Guy Debord, again, used to say (I quote from memory): “It was in Paris, a city that was then so beautiful that many people preferred to be poor there, rather than rich anywhere else.” No doubt, Paris has become too rich a city. And I want to compare it to Berlin, which — even if things have begun to change for the worse in the past few years — is a city where you can be poor without feeling poor. This was the case, for so many years, in the Paris of Walter Benjamin or of Guy Debord. Like them, I’ve never paid much attention to matters of money. But, in Paris, it has become impossible to be poor without feeling unworthy.

Berlin is built for its time: everything is four times bigger, four times cheaper, and 10 times livelier and more intense. Paris’s paradoxical “curse” is that it wasn’t destroyed in World War II, like Berlin. They had to rebuild everything there. Paris is a museum-city; Berlin, a gigantic gallery of experimental art (I’m deliberately avoiding the word “contemporary”). Berlin is the avant-garde that Paris would be if Paris had stayed true to itself. A city “more submarine than subterranean,” as Benjamin said of Baudelaire’s Paris. The city of infinite illicit wanderings, of always incongruous, and therefore poetic, situations.   
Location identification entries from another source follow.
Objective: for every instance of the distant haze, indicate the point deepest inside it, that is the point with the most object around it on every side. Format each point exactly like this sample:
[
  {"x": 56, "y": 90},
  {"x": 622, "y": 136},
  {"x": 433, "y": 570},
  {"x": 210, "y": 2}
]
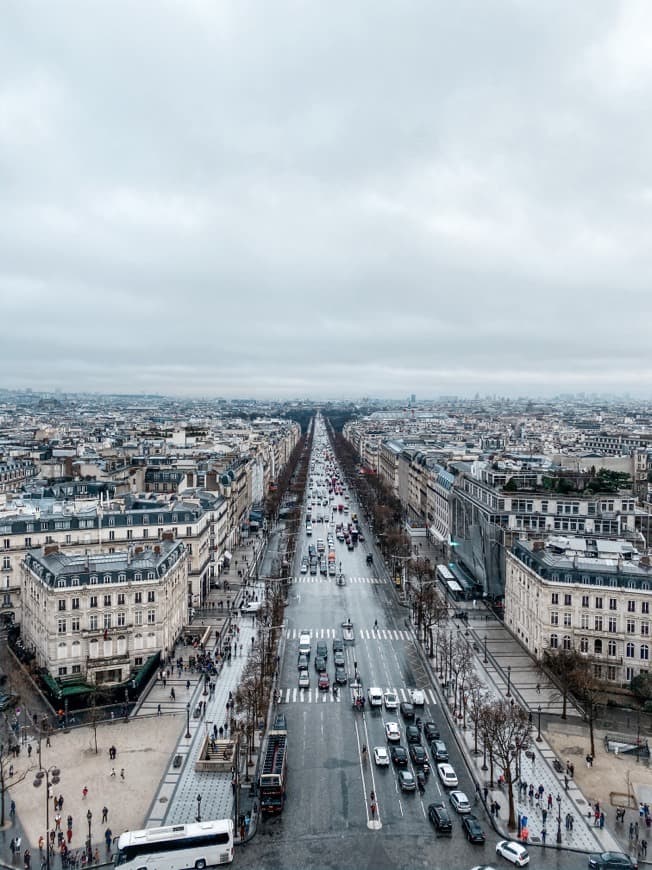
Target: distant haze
[{"x": 284, "y": 198}]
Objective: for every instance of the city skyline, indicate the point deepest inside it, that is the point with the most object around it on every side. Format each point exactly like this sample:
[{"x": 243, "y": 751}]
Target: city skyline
[{"x": 329, "y": 202}]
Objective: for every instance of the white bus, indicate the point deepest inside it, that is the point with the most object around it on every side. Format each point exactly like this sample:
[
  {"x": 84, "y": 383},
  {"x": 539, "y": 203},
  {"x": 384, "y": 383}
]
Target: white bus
[{"x": 177, "y": 847}]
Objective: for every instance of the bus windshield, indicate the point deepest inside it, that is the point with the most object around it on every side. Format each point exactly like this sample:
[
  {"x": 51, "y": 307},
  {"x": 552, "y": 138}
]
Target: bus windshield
[{"x": 176, "y": 847}]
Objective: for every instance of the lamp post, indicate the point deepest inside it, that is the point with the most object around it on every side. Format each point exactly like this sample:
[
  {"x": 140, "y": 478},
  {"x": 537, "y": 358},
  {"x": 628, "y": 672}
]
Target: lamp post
[
  {"x": 539, "y": 724},
  {"x": 89, "y": 849},
  {"x": 51, "y": 776}
]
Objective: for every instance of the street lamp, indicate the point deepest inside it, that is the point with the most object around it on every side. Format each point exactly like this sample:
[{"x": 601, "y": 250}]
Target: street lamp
[
  {"x": 89, "y": 851},
  {"x": 51, "y": 776},
  {"x": 539, "y": 724}
]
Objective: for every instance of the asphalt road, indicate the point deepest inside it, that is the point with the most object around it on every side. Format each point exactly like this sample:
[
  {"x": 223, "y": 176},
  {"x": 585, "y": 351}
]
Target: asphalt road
[{"x": 327, "y": 820}]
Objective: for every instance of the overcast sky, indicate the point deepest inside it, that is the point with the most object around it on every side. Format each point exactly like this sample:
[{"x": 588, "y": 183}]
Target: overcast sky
[{"x": 326, "y": 199}]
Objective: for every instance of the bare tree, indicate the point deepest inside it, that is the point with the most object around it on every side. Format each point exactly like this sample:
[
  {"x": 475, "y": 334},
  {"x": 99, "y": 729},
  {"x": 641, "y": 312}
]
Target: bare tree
[{"x": 507, "y": 729}]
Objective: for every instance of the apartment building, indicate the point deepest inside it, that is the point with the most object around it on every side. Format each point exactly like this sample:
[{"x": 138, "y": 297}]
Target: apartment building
[
  {"x": 586, "y": 594},
  {"x": 97, "y": 618}
]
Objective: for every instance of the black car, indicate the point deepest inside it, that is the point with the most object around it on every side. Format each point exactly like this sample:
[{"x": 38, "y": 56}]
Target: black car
[
  {"x": 407, "y": 710},
  {"x": 612, "y": 861},
  {"x": 438, "y": 815},
  {"x": 398, "y": 756},
  {"x": 412, "y": 734},
  {"x": 431, "y": 731},
  {"x": 439, "y": 751},
  {"x": 418, "y": 754},
  {"x": 473, "y": 829}
]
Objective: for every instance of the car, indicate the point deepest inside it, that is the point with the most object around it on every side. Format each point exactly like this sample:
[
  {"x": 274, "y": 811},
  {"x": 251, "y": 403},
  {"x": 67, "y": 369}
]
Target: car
[
  {"x": 447, "y": 775},
  {"x": 391, "y": 700},
  {"x": 407, "y": 711},
  {"x": 418, "y": 697},
  {"x": 514, "y": 852},
  {"x": 438, "y": 815},
  {"x": 406, "y": 780},
  {"x": 459, "y": 802},
  {"x": 418, "y": 754},
  {"x": 611, "y": 861},
  {"x": 392, "y": 732},
  {"x": 473, "y": 829},
  {"x": 381, "y": 756},
  {"x": 398, "y": 756},
  {"x": 412, "y": 734},
  {"x": 430, "y": 731},
  {"x": 439, "y": 750}
]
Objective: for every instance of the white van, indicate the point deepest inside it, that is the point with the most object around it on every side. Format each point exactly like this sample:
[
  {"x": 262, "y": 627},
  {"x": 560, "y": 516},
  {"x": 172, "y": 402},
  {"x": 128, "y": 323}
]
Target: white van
[{"x": 304, "y": 643}]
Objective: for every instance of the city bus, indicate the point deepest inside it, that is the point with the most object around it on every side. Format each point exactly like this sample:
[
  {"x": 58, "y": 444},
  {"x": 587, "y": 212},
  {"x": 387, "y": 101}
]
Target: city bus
[{"x": 177, "y": 847}]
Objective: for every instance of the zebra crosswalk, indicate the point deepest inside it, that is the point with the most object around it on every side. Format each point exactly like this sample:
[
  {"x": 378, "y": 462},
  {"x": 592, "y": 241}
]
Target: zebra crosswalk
[
  {"x": 320, "y": 578},
  {"x": 320, "y": 696},
  {"x": 360, "y": 633}
]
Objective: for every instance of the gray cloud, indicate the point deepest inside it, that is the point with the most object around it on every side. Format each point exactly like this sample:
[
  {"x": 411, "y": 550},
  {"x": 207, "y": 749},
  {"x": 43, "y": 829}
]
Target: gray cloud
[{"x": 329, "y": 199}]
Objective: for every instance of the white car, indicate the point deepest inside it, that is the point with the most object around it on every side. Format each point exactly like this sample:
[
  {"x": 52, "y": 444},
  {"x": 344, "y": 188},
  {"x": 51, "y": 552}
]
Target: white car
[
  {"x": 391, "y": 700},
  {"x": 447, "y": 775},
  {"x": 393, "y": 733},
  {"x": 381, "y": 756},
  {"x": 418, "y": 697},
  {"x": 514, "y": 852},
  {"x": 460, "y": 802}
]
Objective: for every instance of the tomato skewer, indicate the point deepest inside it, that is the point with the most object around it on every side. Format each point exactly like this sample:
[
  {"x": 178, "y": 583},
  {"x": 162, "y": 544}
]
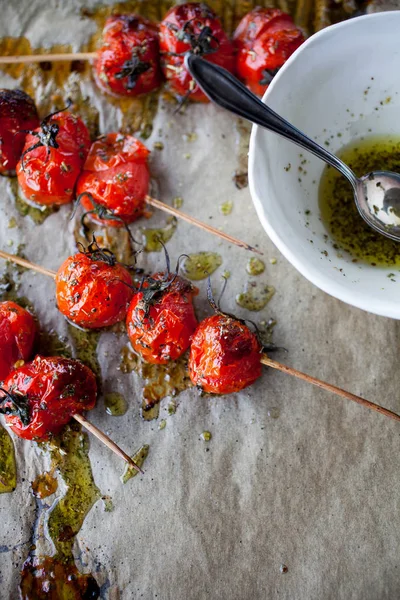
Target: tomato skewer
[
  {"x": 17, "y": 113},
  {"x": 18, "y": 333},
  {"x": 161, "y": 318},
  {"x": 192, "y": 27},
  {"x": 264, "y": 359},
  {"x": 52, "y": 159},
  {"x": 116, "y": 177},
  {"x": 264, "y": 39}
]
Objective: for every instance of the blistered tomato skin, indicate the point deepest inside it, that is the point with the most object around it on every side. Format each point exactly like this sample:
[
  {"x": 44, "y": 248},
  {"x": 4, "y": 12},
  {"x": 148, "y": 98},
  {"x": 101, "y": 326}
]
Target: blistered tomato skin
[
  {"x": 264, "y": 39},
  {"x": 92, "y": 293},
  {"x": 47, "y": 174},
  {"x": 184, "y": 30},
  {"x": 224, "y": 356},
  {"x": 117, "y": 175},
  {"x": 18, "y": 333},
  {"x": 17, "y": 113},
  {"x": 128, "y": 63},
  {"x": 162, "y": 330},
  {"x": 53, "y": 389}
]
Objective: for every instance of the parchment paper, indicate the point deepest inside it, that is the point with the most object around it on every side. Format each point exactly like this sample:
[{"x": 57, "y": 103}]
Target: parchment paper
[{"x": 316, "y": 489}]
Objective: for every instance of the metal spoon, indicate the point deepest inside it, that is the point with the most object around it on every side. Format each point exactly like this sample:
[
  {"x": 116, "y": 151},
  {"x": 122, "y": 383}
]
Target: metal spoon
[{"x": 377, "y": 194}]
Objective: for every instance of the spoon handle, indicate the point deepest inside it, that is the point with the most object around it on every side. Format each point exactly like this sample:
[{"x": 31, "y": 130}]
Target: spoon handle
[{"x": 229, "y": 93}]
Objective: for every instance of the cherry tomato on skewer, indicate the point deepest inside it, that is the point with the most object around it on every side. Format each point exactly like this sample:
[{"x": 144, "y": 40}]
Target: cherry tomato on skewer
[
  {"x": 192, "y": 27},
  {"x": 264, "y": 40},
  {"x": 117, "y": 175},
  {"x": 52, "y": 159},
  {"x": 128, "y": 62},
  {"x": 17, "y": 336},
  {"x": 42, "y": 396},
  {"x": 17, "y": 113},
  {"x": 92, "y": 289},
  {"x": 161, "y": 318}
]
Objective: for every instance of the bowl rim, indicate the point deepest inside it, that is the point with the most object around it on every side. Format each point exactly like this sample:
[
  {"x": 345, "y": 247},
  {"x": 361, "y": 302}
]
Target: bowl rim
[{"x": 311, "y": 273}]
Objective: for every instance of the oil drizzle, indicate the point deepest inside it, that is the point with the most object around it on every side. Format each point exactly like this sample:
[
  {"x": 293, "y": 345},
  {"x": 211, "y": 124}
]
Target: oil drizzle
[
  {"x": 160, "y": 381},
  {"x": 152, "y": 238},
  {"x": 44, "y": 485},
  {"x": 58, "y": 574},
  {"x": 8, "y": 467},
  {"x": 115, "y": 404},
  {"x": 255, "y": 296},
  {"x": 139, "y": 459},
  {"x": 200, "y": 265}
]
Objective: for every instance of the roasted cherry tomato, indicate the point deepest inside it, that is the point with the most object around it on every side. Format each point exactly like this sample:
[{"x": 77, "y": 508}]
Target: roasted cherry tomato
[
  {"x": 264, "y": 40},
  {"x": 192, "y": 27},
  {"x": 17, "y": 113},
  {"x": 17, "y": 336},
  {"x": 52, "y": 159},
  {"x": 128, "y": 63},
  {"x": 117, "y": 175},
  {"x": 92, "y": 289},
  {"x": 41, "y": 397},
  {"x": 224, "y": 355},
  {"x": 161, "y": 318}
]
Paris’s architecture fulfills 19th-century criteria, and not our own. It is a city of the past, a ghost city: all good things in Paris are historical traces of the countless artistic and political movements (from the Commune to May ’68) that found life there. This architecture was suited to a man or woman of the 19th or even early 20th century (the effervescence of the 1920s and 1930s). After World War II, despite a few jolts (Situationism, Existentialism, the advent of jazz), things started to get stuffy. There’s no more space in Paris; you can’t breathe. Even France’s smallest provincial towns are stressful, neurotic, uptight, paranoid: mediocre. Paris is just a magnifying glass of French mediocrity. In Berlin, you can also escape from urban life in no time at all, in countless gigantic and lavish parks. Benjamin spoke of “bringing the countryside into the city”: 21st-century Berlin has accomplished what 19th-century Paris merely outlined.

What’s the best thing that could happen to Paris? A disaster that awakes this city of sleepwalkers from its ennui. A disaster that destroys enough so that its inhabitants begin to rebuild, or, in other words, to create.